Like many other jurisdictions, Wisconsin doesn’t really take straw purchases of firearms very seriously. At the time of Collins’s crime, the offense was only a misdemeanor.
Reality is that the gun dealers in the this case could easily have been charged with conspiracy. The real gun buyer walked into the shop with his straw buyer, pointed to the gun he wanted, and said, “That’s the one.” Surveillance video shows someone at the store helping the straw buyer falsify a form so that the sale could go through. Neither the shop nor the straw buyer were charged. Why is that?

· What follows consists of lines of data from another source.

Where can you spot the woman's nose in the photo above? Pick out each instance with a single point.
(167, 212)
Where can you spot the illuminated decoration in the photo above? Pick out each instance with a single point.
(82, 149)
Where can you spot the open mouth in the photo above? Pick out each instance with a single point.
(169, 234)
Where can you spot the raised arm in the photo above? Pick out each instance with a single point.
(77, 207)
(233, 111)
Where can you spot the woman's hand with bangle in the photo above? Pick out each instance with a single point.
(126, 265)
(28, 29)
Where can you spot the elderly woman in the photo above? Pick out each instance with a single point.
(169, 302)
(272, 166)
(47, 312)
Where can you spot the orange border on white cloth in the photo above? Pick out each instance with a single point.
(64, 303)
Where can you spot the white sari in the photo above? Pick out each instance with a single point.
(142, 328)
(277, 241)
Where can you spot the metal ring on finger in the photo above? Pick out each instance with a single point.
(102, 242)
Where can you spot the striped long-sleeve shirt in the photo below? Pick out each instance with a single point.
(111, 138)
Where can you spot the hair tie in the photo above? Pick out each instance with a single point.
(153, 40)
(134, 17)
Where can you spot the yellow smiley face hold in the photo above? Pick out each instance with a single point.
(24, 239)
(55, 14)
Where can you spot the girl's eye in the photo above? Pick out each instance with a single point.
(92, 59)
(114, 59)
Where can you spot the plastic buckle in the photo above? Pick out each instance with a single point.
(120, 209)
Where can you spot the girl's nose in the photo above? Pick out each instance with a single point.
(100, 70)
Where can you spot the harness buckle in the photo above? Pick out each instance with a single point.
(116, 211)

The big reason? That's not where the money is.
Trials lawyers have lots of energy, though, especially when there’s somebody with lots of money: Never mind Bob’s Shotgun Emporium and Bait Shop in East Donkey, Ark. — this is about Remington/Freedom, Sturm Ruger, Smith & Wesson, and other big companies with big bank accounts. Democrats and their trial-lawyer supporters are looking for a way to claim a victory on gun control and get paid at the same time.
Thus, there is a movement under way to shift the responsibility for criminal violence away from criminals and onto third parties that are easier to police and blessed with much deeper pockets. Gun dealers are only the beginning of that: The real prize is firearms manufacturers.
Rule of thumb: If you are ever in doubt about the logic behind Democrats' legislative initiatives, follow the money. There is always somebody who stands to make a fortune out of it. Very often, as in this case, it's the trial lawyers.